If "disableBrowserFeatureDetection" is enabled and remember(Cookie)ConsentGiven is called, a new visitor is recognized

Expected Behavior

After calling remember(Cookie)ConsentGiven, the same visitor should be recognized and no new (unique) visitor should be created.

Possible Solution

When re-enabling browserFeatureDetection, try to sync / match the "old" config_id without browserFeatures in the fingerprint.

Steps to Reproduce (for Bugs)

  1. Enable disableBrowserFeatureDetection
  2. Call remember(Cookie)ConsentGiven

Context

Giving consent enables the browserFeatureDetection - https://github.com/matomo-org/matomo/blob/4.x-dev/js/piwik.js#L6030 - That's why the current visior is not recognized again (and a new visitor is created), because the config_id (fingerprint) changed.

Your Environment

  • Matomo Version: 4.10.1
  • Browser: Multiple tested
@peterbo peterbo added the Potential Bug Something that might be a bug, but needs validation and confirmation it can be reproduced. label May 26, 2022
@bx80
Copy link
Contributor

bx80 commented May 30, 2022

Hi @peterbo, thanks for reporting this, the extra detail is very helpful 👍 Our product team will review and assign priority for this issue.

@bx80 bx80 added the Needs priority decision This issue may need to be added to the current milestone by Product Manager label May 30, 2022
@sgiehl sgiehl added Bug For errors / faults / flaws / inconsistencies etc. and removed Potential Bug Something that might be a bug, but needs validation and confirmation it can be reproduced. labels May 30, 2022
@justinvelluppillai justinvelluppillai added this to the For Prioritization milestone Jun 2, 2022
@justinvelluppillai justinvelluppillai removed the Needs priority decision This issue may need to be added to the current milestone by Product Manager label Jun 2, 2022
@peterbo
Copy link
Contributor Author

peterbo commented Aug 8, 2022

Hi @bx80 - is there a current / new status to this ticket? - Currently, this basically renders the consent system unusable. Thank you in advance!

@bx80
Copy link
Contributor

bx80 commented Aug 8, 2022

Hi @peterbo, unfortunately this issue hasn't been prioritized yet so I can't say when it will be worked on. Did this functionality work in a previous release?

@peterbo
Copy link
Contributor Author

peterbo commented Aug 15, 2022

Hi @bx80 - this bug exists since the introduction of the new feature (disableBrowserFeatureDetection).

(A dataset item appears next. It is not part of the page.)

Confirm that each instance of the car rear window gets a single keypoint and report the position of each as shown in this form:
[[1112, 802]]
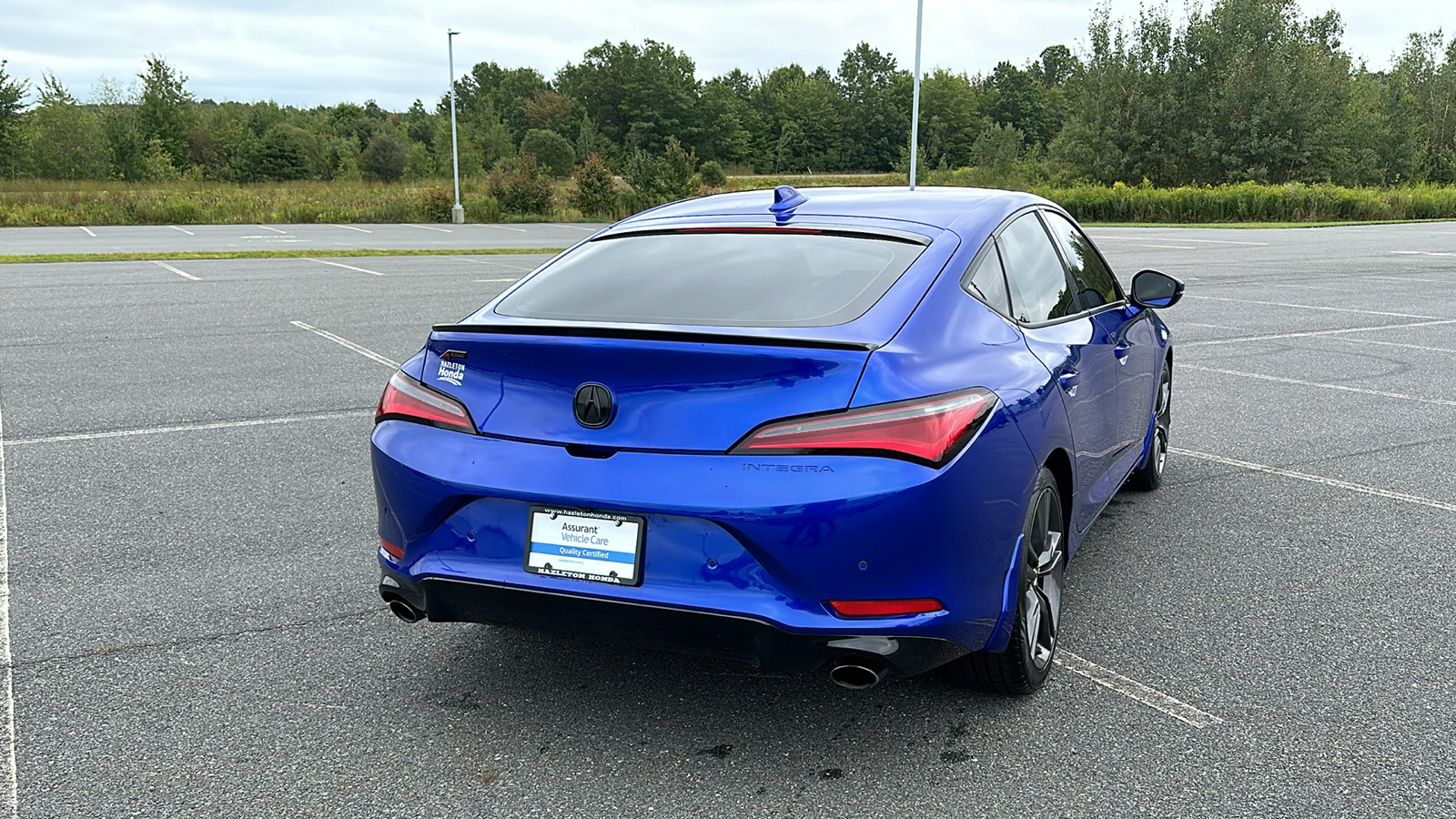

@bx80 bx80 added the Needs priority decision This issue may need to be added to the current milestone by Product Manager label Aug 16, 2022
@bx80
Copy link
Contributor

bx80 commented Aug 16, 2022

I've tagged this issue for a priority review as it appears to be regression.

@bx80 bx80 added the Regression Indicates a feature used to work in a certain way but it no longer does even though it should. label Aug 16, 2022
@justinvelluppillai justinvelluppillai removed the Needs priority decision This issue may need to be added to the current milestone by Product Manager label Aug 16, 2022
@peterhashair peterhashair self-assigned this Aug 17, 2022
@peterhashair
Copy link
Contributor

Hi @peterbo trying to reproduce locally, but it seems like before the rememberCookieConsentGiven is called, the unique user id won't be generated, once the content is given the user Id will load from cookies.
Here is my config, let me know if I am on the wrong setup.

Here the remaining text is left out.